The rest of the cast is competent and promising here with what little they're given. Hoshi Sato brings back the long-lost post of communications specialist with a kind of cute nerdiness that makes sense for a linguist. She's not quite at ease on a spaceship, but she's unparallelled in her element. Travis Mayweather, the space boomer pilot, is sort of retro-sci-fi in his youth and profession, but his background hints of fleshing out this chunk of Trek history. Phlox is going to be Dr. Yoda plus comic relief. Sure, why not?

The weakest player in this outing is Malcolm Reed, mainly by virtue of not being given overmuch to do. He's cynical about the transporter and British. And pretty into the butterfly ladies. We don't quite know what makes him tick yet, though.

What to say about the plot? When I first watched Enterprise, I was very worried about the introduction of a time travel plot in the very first episode of the show. I felt strongly that the show and its new time period needed to stand on their own two feet, and a time travel plot was too tempting a way to introduce familiar characters. That fear wasn't really justified. But I still distrust time travel here. It's very messy and introduces uncertainties and a looming threat of reset buttons.

Here, it's just a distraction. Everything about the Suliban in this pilot is too complicated for me to really care about or get into it. All the stuff about genetic enhancements and not waiting around for evolution is theoretically compelling, but I was worn out enough focusing on the new crew and their mission. The bad guys just didn't need to be that deep. When Archer meets a Suliban woman, she kisses him, and she gets shot dead less than five minutes later, it was hard not to feel like I was being manipulated inexpertly.

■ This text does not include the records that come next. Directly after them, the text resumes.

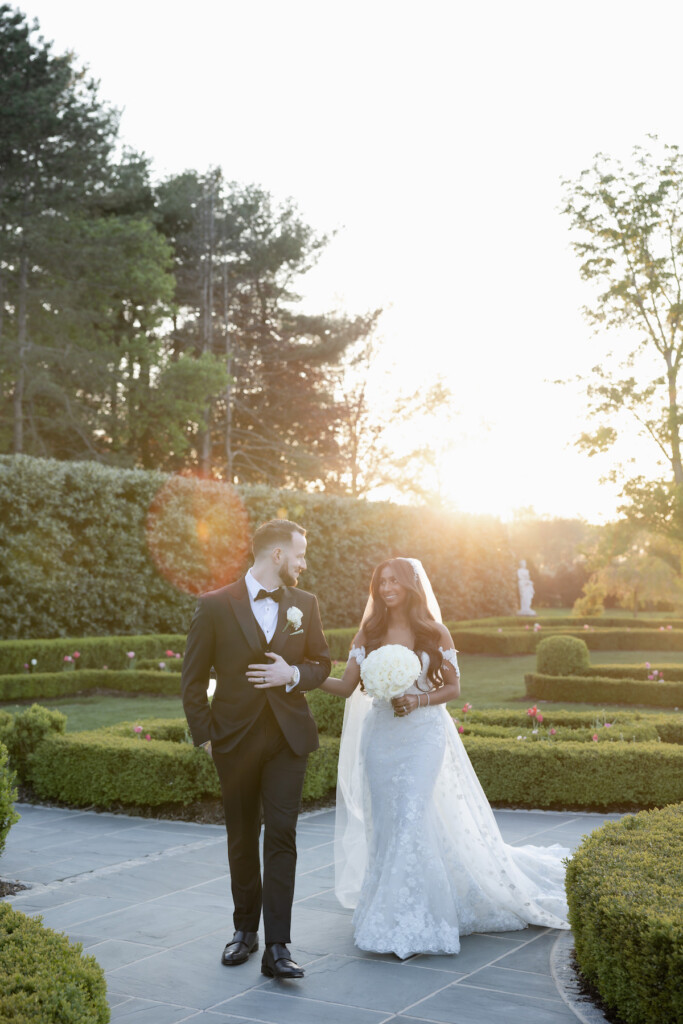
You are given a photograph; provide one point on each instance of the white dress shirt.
(265, 613)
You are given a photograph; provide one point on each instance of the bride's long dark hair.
(421, 621)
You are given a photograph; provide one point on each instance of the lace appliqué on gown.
(434, 864)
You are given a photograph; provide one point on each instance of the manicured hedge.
(635, 733)
(671, 673)
(95, 652)
(669, 727)
(7, 797)
(45, 979)
(574, 623)
(562, 655)
(102, 768)
(75, 557)
(599, 689)
(110, 768)
(482, 640)
(42, 685)
(569, 775)
(624, 887)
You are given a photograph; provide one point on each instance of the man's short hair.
(274, 532)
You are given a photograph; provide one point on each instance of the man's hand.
(266, 676)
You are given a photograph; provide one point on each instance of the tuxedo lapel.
(239, 598)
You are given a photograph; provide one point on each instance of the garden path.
(151, 900)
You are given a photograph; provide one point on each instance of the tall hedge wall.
(76, 537)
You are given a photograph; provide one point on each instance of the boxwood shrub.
(45, 979)
(7, 797)
(599, 689)
(41, 685)
(578, 776)
(624, 889)
(104, 768)
(109, 768)
(561, 655)
(669, 726)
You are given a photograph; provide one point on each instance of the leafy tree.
(84, 275)
(628, 224)
(238, 255)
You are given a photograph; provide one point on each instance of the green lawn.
(486, 682)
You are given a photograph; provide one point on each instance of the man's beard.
(286, 577)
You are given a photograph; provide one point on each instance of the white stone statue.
(525, 590)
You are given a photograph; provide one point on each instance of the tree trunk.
(674, 433)
(22, 337)
(229, 457)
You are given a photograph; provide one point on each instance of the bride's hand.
(404, 704)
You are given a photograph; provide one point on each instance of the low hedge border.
(541, 733)
(578, 776)
(44, 977)
(669, 727)
(624, 890)
(102, 768)
(95, 652)
(41, 685)
(574, 623)
(598, 689)
(672, 673)
(109, 768)
(478, 637)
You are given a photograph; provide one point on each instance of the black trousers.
(262, 776)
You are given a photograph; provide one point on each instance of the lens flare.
(198, 534)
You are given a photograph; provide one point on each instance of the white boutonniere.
(294, 617)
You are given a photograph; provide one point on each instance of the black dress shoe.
(239, 948)
(276, 963)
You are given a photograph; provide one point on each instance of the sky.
(432, 137)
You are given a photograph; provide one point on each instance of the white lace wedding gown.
(417, 848)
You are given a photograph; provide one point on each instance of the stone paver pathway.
(151, 900)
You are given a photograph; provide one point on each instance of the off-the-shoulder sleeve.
(451, 655)
(358, 653)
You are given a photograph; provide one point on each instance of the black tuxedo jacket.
(224, 635)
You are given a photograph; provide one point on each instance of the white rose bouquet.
(388, 672)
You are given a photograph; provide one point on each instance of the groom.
(265, 641)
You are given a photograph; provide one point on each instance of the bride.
(417, 849)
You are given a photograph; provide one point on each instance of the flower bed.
(624, 889)
(602, 689)
(43, 978)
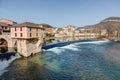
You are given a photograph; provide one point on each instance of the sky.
(59, 13)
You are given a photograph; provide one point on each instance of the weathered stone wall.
(29, 46)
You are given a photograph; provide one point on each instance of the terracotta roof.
(27, 24)
(3, 24)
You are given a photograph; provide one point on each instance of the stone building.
(29, 38)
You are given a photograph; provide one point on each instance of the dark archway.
(3, 45)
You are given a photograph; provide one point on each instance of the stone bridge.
(11, 43)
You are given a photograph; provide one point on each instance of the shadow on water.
(32, 68)
(86, 61)
(6, 56)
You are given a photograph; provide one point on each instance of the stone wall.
(27, 47)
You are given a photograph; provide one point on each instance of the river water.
(91, 60)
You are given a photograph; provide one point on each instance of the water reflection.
(6, 56)
(94, 60)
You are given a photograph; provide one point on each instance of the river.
(89, 60)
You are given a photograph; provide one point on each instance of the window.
(21, 29)
(21, 35)
(37, 30)
(30, 29)
(5, 27)
(30, 34)
(15, 28)
(36, 34)
(15, 34)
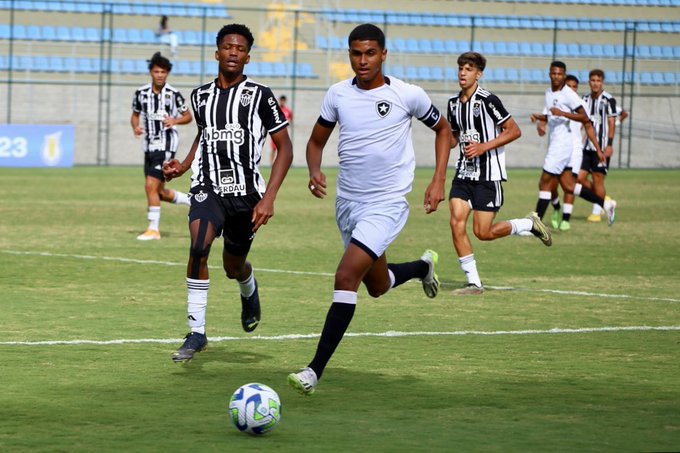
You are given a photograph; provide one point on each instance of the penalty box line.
(328, 274)
(388, 334)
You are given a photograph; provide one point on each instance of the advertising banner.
(36, 145)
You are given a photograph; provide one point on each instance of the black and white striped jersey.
(233, 124)
(599, 110)
(478, 120)
(153, 108)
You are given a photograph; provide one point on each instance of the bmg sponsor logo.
(232, 133)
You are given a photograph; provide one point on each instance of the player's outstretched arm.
(264, 210)
(315, 145)
(434, 193)
(174, 169)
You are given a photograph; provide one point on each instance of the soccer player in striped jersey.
(229, 197)
(481, 126)
(601, 107)
(377, 163)
(157, 108)
(562, 104)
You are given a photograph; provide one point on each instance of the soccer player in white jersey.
(160, 108)
(562, 222)
(229, 197)
(562, 105)
(481, 126)
(601, 107)
(377, 165)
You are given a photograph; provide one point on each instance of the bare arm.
(174, 169)
(509, 132)
(434, 193)
(315, 144)
(264, 209)
(134, 122)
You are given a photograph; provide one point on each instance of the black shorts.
(591, 163)
(230, 216)
(153, 163)
(481, 195)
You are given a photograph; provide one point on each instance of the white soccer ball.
(255, 408)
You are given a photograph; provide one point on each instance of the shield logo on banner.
(246, 97)
(383, 108)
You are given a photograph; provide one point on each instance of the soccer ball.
(255, 408)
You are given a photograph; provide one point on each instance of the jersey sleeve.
(328, 115)
(421, 106)
(200, 121)
(136, 103)
(180, 102)
(498, 111)
(451, 115)
(270, 112)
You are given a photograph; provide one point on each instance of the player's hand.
(317, 184)
(172, 169)
(556, 112)
(473, 150)
(264, 210)
(434, 194)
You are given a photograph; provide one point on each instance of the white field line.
(388, 334)
(328, 274)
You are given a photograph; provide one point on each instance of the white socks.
(197, 303)
(247, 286)
(469, 266)
(519, 226)
(154, 216)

The plot works best when we're on board the Enterprise and the central conflict is between Archer and T'Pol or Trip and T'Pol. Still, "Broken Bow" lumbers through it's messy pilot with it's share of witty lines, fun moments, and cool action scenes, and sets us up with a promising premise. Archer and T'Pol don't like each other, but they've earned each other's respect and they're both going to commit to the relationship. The Enterprise NX-01 is heading out on an exploration mission it's not quite ready for. All is right with the Star Trek world.

Random Observations:

- It's been said before, but 3 weeks from Earth to Q'onos at Warp 4.5 badly contradicts everything fans had figured out about Star Trek spacial geography and was, in my opinion, a large part of, or at least highly representative of the initial fan backlash against the show. Fanon explanations abound and are hilarious as usual, including a suggestion that "Q'onos" is a generic Klingon word for "capital" and that the capital of their space was moved at some point in time.

- Another big complaint at the time was that the Vulcans in this show were too dickish. But honestly, most Vulcans we see on Star Trek kind of are. Sarek is probably the nicest full Vulcan we ever meet, and even he's kind of rude.

- How long will it take Star Trek fans to see Scott Bakula and not immediately think Sam Beckett has leapt into their Captain's body? Too long, I should think, although I guess this show was made for people much younger than that reference.

- The torch-passing cameo here is a weak one, but the best that could be done given the circumstances. James Cromwell reprises the role of Zephram Cochrane from Star Trek: First Contact, but only on a screen in a scene that feels pretty out of place in an already overstuffed script.

- Ok, the decon gel. Just the worst possible way to try to make your show sexier.  If you want to make your show sexier (and I object on principal to trying to make Star Trek sexy, it's almost always disastrous) you need to actually involve sex. Having your characters randomly getting in their underwear and rub stuff on each other, while having a completely unrelated plot-heavy conversation is just ... bizarre? Exploitation? Basically the set up for a bad space porno? It's definitely a "What the heck were the producers thinking?" thing, and I even thought that when I was a teenage boy.

- One thing that's grown on me a lot is the opening credits sequence. It's a very big departure from previous shows, but it's a welcome one, visually stimulating and with a nice, chill song.